Existing literature suggests that following Hp eradication, patients often exhibit a significant decrease in gastric pH, along with notable increases in body weight, serum total cholesterol, total protein, and albumin levels, as well as improved pancreatic function (18). Moreover, Hp eradication has been shown to effectively improve anemia and iron levels in patients with iron deficiency anemia, particularly in moderate to severe cases (19). In line with these findings, our study revealed that one year after successful Hp eradication using triple therapy, Hp‐infected children showed no significant differences in 25‐(OH)D3, Hb, PA, SI, and SF levels compared to healthy children. This is consistent with previous reports. One possible reason is that in children with gastrointestinal symptoms, Hp eradication helps promote the resolution of digestive symptoms, thereby facilitating a relatively rapid improvement in nutritional status.

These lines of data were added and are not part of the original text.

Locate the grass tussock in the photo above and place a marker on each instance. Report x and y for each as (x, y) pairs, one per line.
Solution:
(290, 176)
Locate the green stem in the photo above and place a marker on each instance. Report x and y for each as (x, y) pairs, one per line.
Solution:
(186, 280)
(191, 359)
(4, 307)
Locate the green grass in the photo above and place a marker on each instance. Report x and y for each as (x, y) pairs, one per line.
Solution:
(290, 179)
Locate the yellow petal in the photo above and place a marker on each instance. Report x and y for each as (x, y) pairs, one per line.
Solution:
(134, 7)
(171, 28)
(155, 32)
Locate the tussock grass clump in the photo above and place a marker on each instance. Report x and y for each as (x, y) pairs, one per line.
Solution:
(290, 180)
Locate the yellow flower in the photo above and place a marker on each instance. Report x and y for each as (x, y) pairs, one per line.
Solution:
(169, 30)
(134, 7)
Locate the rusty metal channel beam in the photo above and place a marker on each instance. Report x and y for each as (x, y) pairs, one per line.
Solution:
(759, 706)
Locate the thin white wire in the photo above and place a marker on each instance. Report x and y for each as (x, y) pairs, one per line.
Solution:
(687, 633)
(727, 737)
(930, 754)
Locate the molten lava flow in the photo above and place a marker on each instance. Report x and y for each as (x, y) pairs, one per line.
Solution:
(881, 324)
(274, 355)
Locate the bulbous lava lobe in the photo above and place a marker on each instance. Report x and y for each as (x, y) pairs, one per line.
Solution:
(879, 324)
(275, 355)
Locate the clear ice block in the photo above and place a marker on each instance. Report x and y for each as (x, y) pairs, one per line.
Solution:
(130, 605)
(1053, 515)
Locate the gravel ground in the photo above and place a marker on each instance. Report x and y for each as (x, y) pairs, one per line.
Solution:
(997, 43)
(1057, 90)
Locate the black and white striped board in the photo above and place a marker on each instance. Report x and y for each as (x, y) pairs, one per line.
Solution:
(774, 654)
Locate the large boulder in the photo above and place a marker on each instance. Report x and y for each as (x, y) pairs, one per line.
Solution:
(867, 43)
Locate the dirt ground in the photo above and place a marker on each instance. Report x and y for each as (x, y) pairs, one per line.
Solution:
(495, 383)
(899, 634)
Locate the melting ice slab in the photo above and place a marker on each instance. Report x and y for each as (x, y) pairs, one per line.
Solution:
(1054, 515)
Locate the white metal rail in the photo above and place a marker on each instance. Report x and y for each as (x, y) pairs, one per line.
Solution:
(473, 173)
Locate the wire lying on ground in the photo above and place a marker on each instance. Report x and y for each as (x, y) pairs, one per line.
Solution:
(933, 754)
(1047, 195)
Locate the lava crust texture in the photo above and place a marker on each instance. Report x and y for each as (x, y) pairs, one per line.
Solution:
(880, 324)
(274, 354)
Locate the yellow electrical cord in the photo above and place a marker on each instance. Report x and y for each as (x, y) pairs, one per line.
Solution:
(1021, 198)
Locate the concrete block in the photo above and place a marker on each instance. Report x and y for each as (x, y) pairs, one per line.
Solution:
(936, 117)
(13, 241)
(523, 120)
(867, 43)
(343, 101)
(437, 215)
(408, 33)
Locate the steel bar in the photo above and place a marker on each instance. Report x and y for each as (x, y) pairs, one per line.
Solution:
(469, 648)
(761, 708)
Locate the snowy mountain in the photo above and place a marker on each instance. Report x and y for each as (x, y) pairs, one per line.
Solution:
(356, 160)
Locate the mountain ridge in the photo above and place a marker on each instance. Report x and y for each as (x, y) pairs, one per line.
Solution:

Several limitations should be considered when interpreting our findings. First, the modest sample size may limit the statistical power and generalizability of our results. Future multi-center studies with larger cohorts are warranted to confirm these observations. Second, the absence of longitudinal anthropometric data (height and weight) in the control cohort precludes definitive conclusions regarding the long-term growth effects of Hp eradication. Subsequent investigations should incorporate standardized growth monitoring in both case and control cohorts to better elucidate this relationship. Finally, as a retrospective study, this study cannot completely exclude the effect of confounding on causal inference. Prospective studies are needed to establish temporality between Hp infection and nutritional changes. Despite the above limitations, this study provides important empirical data on nutritional differences in symptom stratification of Hp infection through rigorous laboratory testing and longitudinal follow-up.
5.1. Conclusions
In short, asymptomatic Hp infection alone does not affect children’s height, weight, or overall nutritional status. However, in Hp ‐infected children with gastrointestinal symptoms, the levels of 25‐(OH)D3, Hb, PA, SI, and SF tend to decline. After successful eradication therapy, symptomatic patients demonstrated normalization of these markers within one year, though the generalizability of this recovery timeline may require further prospective validation.